A L E X A N D E R M. S M I T H: Vice-Chairman Bodine and members of the Committee: I am Al Smith from AT&T. AT&T is supporting ACR-96 and A-2330. It is good for the economy and for the people of New Jersey to have a strong infrastructure. The 25,000-plus AT&T people use the infrastructure to travel to over 100 buildings in the state. We applaud the Governor and the Legislature for renewing the Transportation Trust Fund.

Thank you.


J O H N C A N T W E L L: Good morning, Mr. Chairman. My name is John Cantwell. I am speaking on behalf of Remington and Vernick Engineers and also the Consulting Engineers Council. We are in favor of this legislation. I am also a member of the executive committee of the New Jersey Society of Municipal Engineers. And while we have not met to discuss this particular bill, I can safely say I am sure the membership will be in support of this.

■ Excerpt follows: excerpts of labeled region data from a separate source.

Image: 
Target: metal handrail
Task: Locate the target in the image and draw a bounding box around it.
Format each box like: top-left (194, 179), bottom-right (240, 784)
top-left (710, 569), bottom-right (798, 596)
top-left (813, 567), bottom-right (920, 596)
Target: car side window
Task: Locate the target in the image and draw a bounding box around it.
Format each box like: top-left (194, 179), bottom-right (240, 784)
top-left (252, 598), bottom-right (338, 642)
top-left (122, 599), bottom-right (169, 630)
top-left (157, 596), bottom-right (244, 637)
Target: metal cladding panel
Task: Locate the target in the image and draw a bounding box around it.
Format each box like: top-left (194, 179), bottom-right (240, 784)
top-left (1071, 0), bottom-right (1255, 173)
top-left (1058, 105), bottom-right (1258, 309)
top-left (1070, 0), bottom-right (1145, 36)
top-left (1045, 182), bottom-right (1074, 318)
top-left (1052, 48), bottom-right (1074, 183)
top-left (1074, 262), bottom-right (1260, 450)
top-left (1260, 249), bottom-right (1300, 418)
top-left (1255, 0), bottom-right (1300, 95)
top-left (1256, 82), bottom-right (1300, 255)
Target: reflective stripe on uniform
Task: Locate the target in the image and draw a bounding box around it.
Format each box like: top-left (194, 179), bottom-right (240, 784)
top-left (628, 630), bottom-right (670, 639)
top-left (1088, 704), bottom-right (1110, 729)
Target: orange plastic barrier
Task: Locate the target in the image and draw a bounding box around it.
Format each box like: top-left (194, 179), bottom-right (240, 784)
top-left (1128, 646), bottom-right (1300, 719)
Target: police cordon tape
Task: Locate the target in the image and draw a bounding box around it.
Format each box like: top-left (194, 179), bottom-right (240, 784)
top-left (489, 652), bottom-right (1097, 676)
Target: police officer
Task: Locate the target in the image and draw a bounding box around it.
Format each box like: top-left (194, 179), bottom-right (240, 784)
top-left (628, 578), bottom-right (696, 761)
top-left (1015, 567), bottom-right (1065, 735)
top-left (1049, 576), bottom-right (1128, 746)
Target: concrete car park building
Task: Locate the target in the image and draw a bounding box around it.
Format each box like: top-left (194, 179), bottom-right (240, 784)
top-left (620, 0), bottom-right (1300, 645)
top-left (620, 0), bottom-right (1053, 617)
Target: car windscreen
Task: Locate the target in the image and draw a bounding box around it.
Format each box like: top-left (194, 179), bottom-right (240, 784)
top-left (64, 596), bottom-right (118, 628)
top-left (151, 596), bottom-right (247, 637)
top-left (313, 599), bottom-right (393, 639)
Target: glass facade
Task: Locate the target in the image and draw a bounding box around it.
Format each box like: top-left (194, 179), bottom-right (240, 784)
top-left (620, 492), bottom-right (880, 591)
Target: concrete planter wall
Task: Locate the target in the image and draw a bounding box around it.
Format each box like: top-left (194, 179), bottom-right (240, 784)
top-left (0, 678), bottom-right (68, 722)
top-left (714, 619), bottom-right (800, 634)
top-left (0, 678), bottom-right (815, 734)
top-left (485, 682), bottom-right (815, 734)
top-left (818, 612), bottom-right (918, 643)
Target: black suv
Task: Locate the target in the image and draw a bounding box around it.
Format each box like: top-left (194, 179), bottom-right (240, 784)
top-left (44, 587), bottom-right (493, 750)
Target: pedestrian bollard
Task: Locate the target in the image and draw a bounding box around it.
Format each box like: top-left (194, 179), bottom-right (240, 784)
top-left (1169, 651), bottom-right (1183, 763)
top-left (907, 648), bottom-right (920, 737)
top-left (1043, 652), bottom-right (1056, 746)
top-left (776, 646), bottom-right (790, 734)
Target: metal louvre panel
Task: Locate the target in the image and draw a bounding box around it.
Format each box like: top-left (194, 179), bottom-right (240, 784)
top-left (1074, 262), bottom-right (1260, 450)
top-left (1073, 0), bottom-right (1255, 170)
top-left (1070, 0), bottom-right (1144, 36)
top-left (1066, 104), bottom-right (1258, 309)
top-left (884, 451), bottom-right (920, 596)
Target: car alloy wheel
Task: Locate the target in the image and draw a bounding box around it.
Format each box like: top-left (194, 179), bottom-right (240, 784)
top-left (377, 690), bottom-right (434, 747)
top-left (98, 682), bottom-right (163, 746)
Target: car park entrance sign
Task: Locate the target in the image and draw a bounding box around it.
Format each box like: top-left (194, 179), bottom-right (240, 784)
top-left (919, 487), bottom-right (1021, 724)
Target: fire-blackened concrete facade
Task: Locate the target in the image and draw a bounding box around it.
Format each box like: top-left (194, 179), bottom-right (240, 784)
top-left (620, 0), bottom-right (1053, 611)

Most of my comments have already been addressed, so I won't reiterate them. I will note that our transportation system -- both our road system and our transportation system in this state are rated nationally as relatively low compared to other states. I think it is important to have a dedicated fund. The fairest way to have a dedicated fund is through the gas tax, which is essentially a user fee. The amount of tax you pay is directly proportional to how much you use the road system. I think this will provide jobs, both in the construction industry and in the engineering community, but it also adds to the economic development of the state. It provides easier transportation for industries and commercial developments that do exist in the state of which you locate. I think it is important for the further development of New Jersey.

Thank you.


J O S E P H F. J A N D A: Thank you for this opportunity. My name is Joe Janda, and I work for Foley, Inc., the Caterpillar dealer, in the 13 northern counties in New Jersey. Joe Fox, from the AGC pretty much summed up our feeling as to the need for stable and dedicated funding for the construction industry.

I would like to add that technology is raising all our expectations to accomplish things quickly. Our deteriorating infrastructure is jeopardizing our competitiveness, regionally and nationally, to get things done quickly and without high productivity. This is an industry -- will not invest in New Jersey. We strongly support ACR-96 to protect and promote jobs and improve our way of life in New Jersey.

Thank you.

ASSEMBLYMAN BODINE: Thank you, gentlemen.

If there are no questions or comments--

I would like to thank the members of the Committee for joining us this morning and for everyone who came out this morning to support or to oppose ACR-96. At this time I would like to conclude this hearing.

I again thank you for your attendance.